Hugo Lorini / TC Media Les fraudeurs actifs depuis le début de l'année dans Émard-Côte-Saint-Paul ciblent des personnes âgées qui vivent aussi bien à la maison qu'en résidence.

Depuis le début de l’année, au moins cinq personnes âgées demeurant dans l’arrondissement du Sud-Ouest ont été victimes de la fraude téléphonique dite du «grand-parent» alors que deux autres tentatives ont échoué.

Les victimes, dont l’âge tourne autour de 80 ans, sont en majorité des femmes habitant dans Émard et Côte-Saint-Paul.

Au total, les arnaqueurs ont réussi à leur soutirer plus de 5000$, indique Chantal Vincent, agente sociocommunautaire au PDQ 15 du Service de police de la Ville de Montréal (SPVM).

La Section des crimes économiques du SPVM fait enquête.

Dans tous les cas le modus operandi est le même. Le suspect se fait passer pour le petit-fils de sa victime. Il dit avoir de gros ennuis. Habituellement, il raconte avoir des démêlées avec la police. Il affirme avoir un besoin urgent d’argent pour payer une amende ou une caution pour sa remise en liberté. Il explique à sa victime que quelqu’un passera prendre l’argent à la maison.

«Il demande de garder ça secret. De n’en parler à personne, précise. Chantal Vincent. Ça fonctionne. Il fait appel aux sentiments.»

Les fraudeurs ciblent des personnes qui vivent aussi bien à la maison qu’en résidence.

Le dernier cas en date est survenu le 13 avril. L’escroquerie a échoué grâce au travail d’information effectué par les policiers auprès des institutions financières.

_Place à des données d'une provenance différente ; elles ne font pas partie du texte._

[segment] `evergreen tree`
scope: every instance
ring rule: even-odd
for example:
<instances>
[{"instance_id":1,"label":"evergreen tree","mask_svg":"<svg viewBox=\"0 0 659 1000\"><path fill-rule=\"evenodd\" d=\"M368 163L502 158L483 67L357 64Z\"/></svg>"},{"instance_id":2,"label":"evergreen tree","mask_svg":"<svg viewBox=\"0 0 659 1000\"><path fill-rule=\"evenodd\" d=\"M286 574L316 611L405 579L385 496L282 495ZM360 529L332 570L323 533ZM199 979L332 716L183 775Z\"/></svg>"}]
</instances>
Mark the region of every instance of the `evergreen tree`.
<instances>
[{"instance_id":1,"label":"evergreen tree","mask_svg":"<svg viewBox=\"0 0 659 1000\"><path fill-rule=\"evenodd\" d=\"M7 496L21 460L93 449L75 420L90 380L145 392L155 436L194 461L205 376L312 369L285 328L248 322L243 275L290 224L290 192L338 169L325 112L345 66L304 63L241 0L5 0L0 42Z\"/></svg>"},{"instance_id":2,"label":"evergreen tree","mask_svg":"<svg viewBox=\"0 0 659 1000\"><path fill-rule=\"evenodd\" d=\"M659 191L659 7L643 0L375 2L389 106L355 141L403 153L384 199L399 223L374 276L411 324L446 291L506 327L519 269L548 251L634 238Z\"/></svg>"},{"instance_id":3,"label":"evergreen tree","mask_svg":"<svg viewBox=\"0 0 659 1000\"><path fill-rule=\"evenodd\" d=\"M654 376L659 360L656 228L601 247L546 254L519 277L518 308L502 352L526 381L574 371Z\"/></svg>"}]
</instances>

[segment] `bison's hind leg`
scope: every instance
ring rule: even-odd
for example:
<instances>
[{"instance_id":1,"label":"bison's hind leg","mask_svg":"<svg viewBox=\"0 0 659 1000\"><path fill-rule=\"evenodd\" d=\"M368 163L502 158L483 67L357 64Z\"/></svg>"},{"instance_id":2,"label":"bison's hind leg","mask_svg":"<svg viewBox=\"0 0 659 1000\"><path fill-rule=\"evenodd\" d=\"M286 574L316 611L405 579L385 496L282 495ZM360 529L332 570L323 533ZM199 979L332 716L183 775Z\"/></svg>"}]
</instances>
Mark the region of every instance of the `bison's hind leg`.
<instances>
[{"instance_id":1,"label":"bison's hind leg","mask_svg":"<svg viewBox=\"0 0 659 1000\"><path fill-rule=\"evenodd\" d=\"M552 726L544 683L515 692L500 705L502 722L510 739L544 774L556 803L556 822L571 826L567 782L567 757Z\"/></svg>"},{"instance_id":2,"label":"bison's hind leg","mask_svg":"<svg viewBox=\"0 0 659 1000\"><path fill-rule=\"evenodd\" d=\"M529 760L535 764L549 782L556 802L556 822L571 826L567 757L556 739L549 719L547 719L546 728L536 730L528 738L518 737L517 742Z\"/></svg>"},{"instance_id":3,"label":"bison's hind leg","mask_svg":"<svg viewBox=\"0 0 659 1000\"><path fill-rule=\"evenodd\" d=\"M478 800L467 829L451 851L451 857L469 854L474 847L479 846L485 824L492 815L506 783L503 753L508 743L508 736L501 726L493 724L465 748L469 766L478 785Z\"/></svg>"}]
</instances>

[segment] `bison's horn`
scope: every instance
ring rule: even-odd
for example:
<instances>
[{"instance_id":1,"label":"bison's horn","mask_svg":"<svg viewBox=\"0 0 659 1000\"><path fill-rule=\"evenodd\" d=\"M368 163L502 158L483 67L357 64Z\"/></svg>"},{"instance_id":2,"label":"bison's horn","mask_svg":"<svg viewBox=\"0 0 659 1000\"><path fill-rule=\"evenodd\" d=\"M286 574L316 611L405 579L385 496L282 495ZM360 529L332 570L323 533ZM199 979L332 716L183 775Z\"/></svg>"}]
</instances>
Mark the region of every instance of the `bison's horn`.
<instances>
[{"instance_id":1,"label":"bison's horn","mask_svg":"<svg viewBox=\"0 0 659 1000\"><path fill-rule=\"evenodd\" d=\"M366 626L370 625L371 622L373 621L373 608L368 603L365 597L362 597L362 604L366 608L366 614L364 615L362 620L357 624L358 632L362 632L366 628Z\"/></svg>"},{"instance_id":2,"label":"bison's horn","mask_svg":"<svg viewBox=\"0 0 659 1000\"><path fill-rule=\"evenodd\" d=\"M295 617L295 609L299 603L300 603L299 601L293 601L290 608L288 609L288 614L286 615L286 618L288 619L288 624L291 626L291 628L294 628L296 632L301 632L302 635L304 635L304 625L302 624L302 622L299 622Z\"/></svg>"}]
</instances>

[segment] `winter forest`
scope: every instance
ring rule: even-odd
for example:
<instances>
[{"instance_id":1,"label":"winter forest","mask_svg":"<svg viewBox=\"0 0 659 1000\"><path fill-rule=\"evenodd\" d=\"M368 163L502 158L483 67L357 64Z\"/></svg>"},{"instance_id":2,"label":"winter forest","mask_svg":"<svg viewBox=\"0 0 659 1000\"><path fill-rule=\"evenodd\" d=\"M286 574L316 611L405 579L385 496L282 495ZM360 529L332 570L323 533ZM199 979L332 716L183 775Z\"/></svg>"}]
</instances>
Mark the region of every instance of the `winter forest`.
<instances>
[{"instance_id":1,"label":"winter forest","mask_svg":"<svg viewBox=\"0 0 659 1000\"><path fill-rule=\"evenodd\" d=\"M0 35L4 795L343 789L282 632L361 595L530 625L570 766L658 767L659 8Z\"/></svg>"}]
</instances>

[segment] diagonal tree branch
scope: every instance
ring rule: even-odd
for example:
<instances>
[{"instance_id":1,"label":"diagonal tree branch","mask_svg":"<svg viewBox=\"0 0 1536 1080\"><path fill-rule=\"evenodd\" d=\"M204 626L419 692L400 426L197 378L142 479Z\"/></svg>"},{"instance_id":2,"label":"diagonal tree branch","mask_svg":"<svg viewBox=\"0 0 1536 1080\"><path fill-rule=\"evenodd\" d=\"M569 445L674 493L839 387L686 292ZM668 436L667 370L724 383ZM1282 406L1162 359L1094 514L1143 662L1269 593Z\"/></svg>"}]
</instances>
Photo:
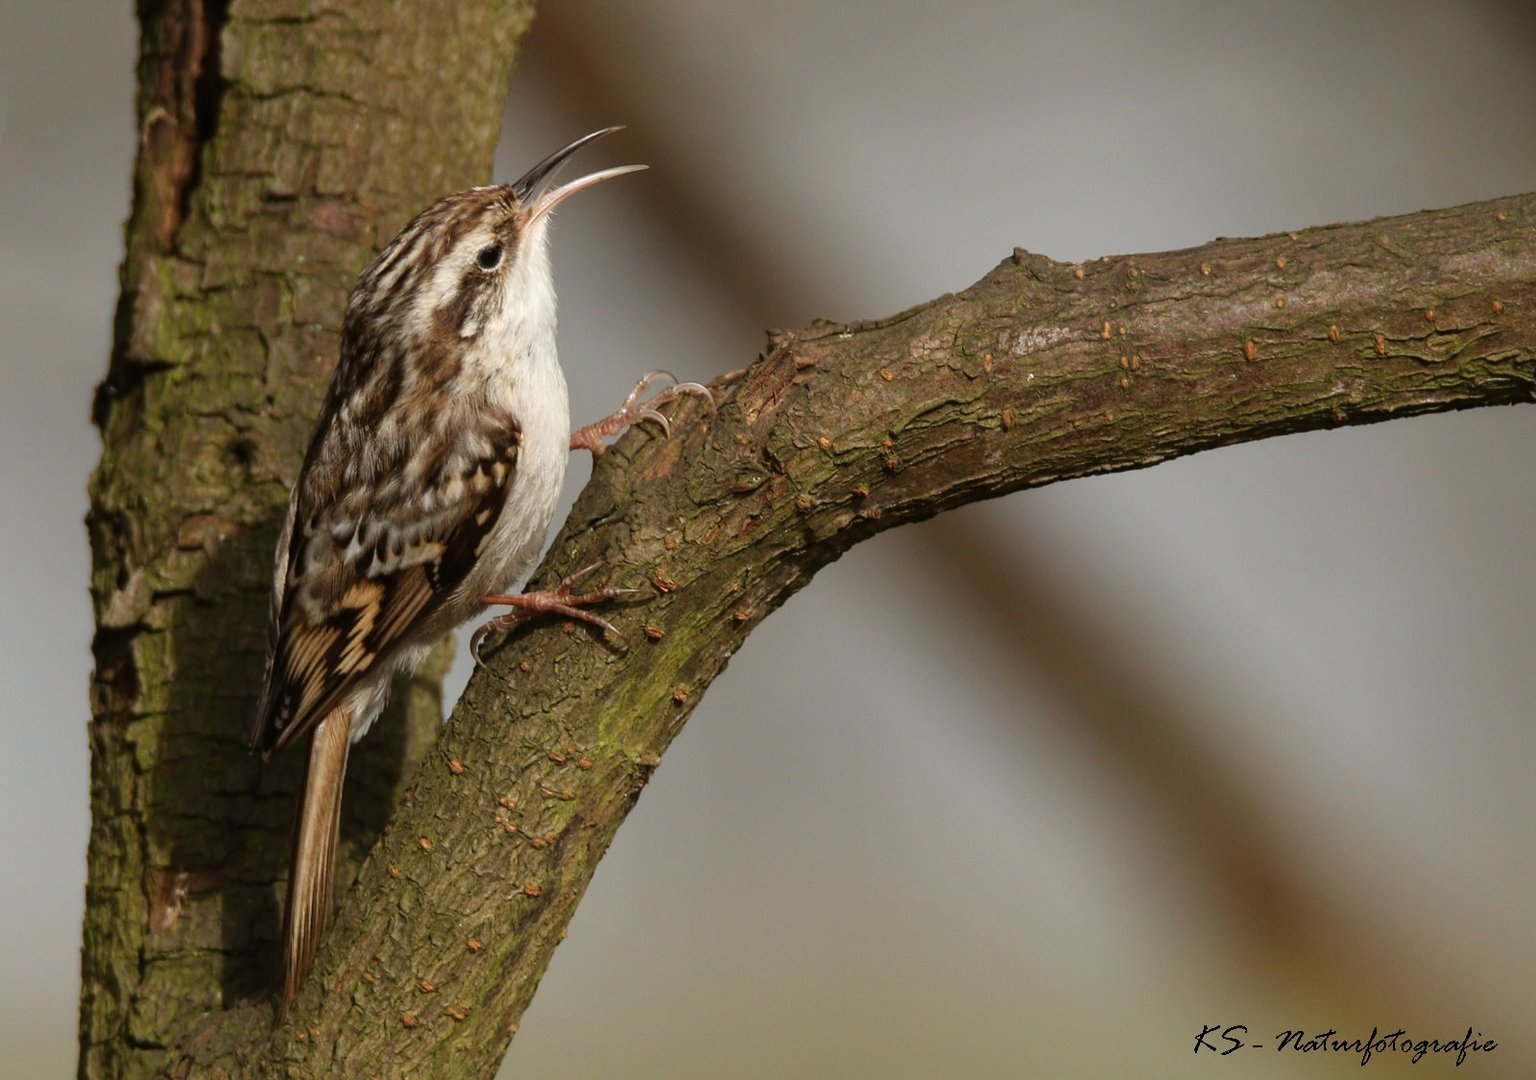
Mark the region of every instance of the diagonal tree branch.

«J’ai reçu un coup de téléphone. Il disait que c’était mon petit-fils, qu’il était aux États-Unis et qu’il avait besoin d’argent », relate celle que nous appellerons Diane. L’escroc prétendait s’être fait arrêter pour conduite avec facultés affaiblies. «Il me demandait 4700$ pour payer l’amende, précise la femme âgée de 78 ans. Il m’a dit: passe à la banque, je vais envoyer quelqu’un chercher l’argent à la maison.»

Elle avoue n’avoir jamais eu de soupçons. «Absolument pas. J’étais certaine que c’était mon petit-fils», dit-elle, mentionnant que «rendu à un certain âge, on oublie le son des voix des personnes au téléphone».

Diane s’est rendue à son institution financière pour retirer la somme demandée. «Je n’étais pas capable de rien lui refuser», dit-elle.

«Mais les banques et les caisses populaires ont été visitées par les policiers pour sensibiliser le personnel à cette série de fraudes», note Chantal Vincent. Dans le cas de Diane, le personnel a eu des doutes. Il a posé des questions et contacté un membre de sa famille. La transaction n’a pas eu lieu. «J’ai été vraiment chanceuse», reconnaît la septuagénaire.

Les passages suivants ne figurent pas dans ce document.